Religion & the Presidents

A couple of years ago, I had an idea for a new course that would examine the religious beliefs of the presidents. The course would also attempt to determine how those beliefs may have influenced the policies each president followed. That proposed course will now be reality this semester as I teach, for the first time, “Religion and the Presidents.”

It will be a little different in structure than my other courses. First, no exams—how does one adequately “test” students on presidents’ religious beliefs? That didn’t seem to be the right approach. So the second structural change is that I will have students delve into the beliefs of some of the presidents themselves, doing the research and reporting what they have found to the whole class. Finally, their last writing assignment will be to compare and evaluate three presidents. This approach, I hope, will be far more beneficial to their learning than mere exams.

There will be books, of course, and some presidents will get more time and attention due to their significance: there isn’t parity between Washington and Fillmore, for instance.

We will begin with a book on George Washington, “In the Hands of a Good Providence”—written by a researcher, Mary Thompson, who works at Mt. Vernon—that painstakingly covers all the aspects of the first president’s Anglican upbringing and his participation in congregations close to his home. Washington did serve for many years as a vestryman for his local church. While many historians have assumed he was a closet deist, the evidence in this book indicates otherwise. I do recommend it.

A history professor at Grove City College, Gary Scott Smith, has written two books on the beliefs of some of the presidents. I’ve chosen his second one, Religion in the Oval Office, to highlight some of the more intriguing of the presidents when it comes to their faith: John Adams, James Madison, John Quincy Adams, Andrew Jackson, William McKinley, Herbert Hoover, Harry Truman, Richard Nixon, George H. W. Bush, Bill Clinton, and Barack Obama.

How does one teach a course like this without focusing on Abraham Lincoln? The twists and turns of his beliefs offer a fascinating story. I don’t assign all of Richard Carwardine’s excellent book, Lincoln: A Life of Purpose and Power, but I’ve provided the key excerpts that highlight where his faith started and where he ended up in his contemplations on a relationship with God.

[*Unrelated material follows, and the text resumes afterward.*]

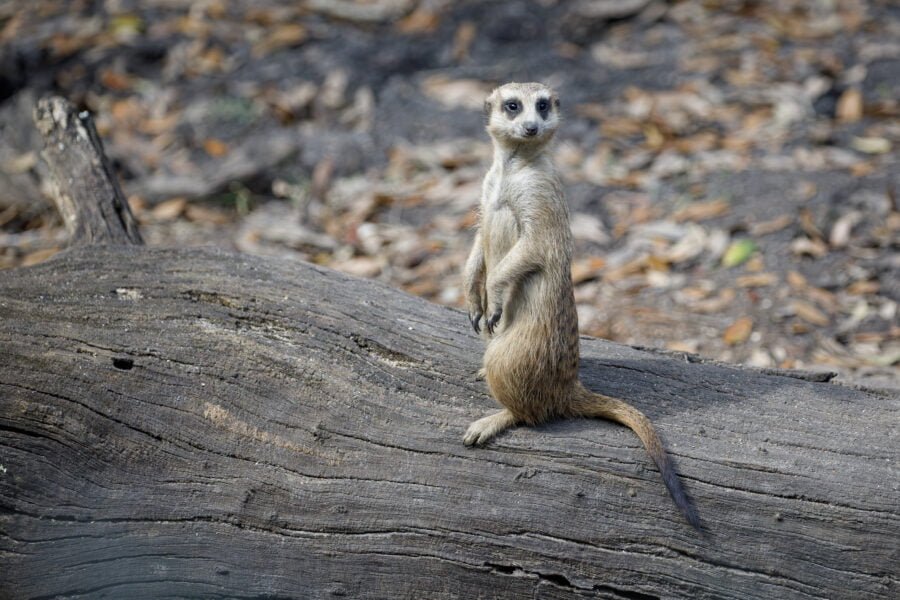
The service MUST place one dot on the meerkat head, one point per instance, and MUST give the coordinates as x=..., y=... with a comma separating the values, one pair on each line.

No one minister has had more access to and influence with presidents than Billy Graham. The Preacher and the Presidents, by Nancy Gibbs and Michael Duffy, will give students valuable insights into both the glories and the dangers of ministers getting close to presidential power. This examination of Graham’s interactions with presidents illuminates the character of the various men with whom he became close.

For those of you who know my penchant for Ronald Reagan and might wonder why I’m not requiring a book on that particular president, there is no need to be concerned that I’ve somehow abandoned him. Far from it. As the above book will show, Graham was closest to Reagan than to any of the other presidents. I also have the transcript of an interview I conducted with Reagan’s pastor in California, Donn Moomaw, that gives personal insights and anecdotes that I’m sure will be of great interest to the students.

What a privilege I have been given to develop a course like this one. My prayer is that the students who take it will come away challenged (in the case of some of these presidents) and edified (in the case of others) by their examination of those who hold the reins of political power.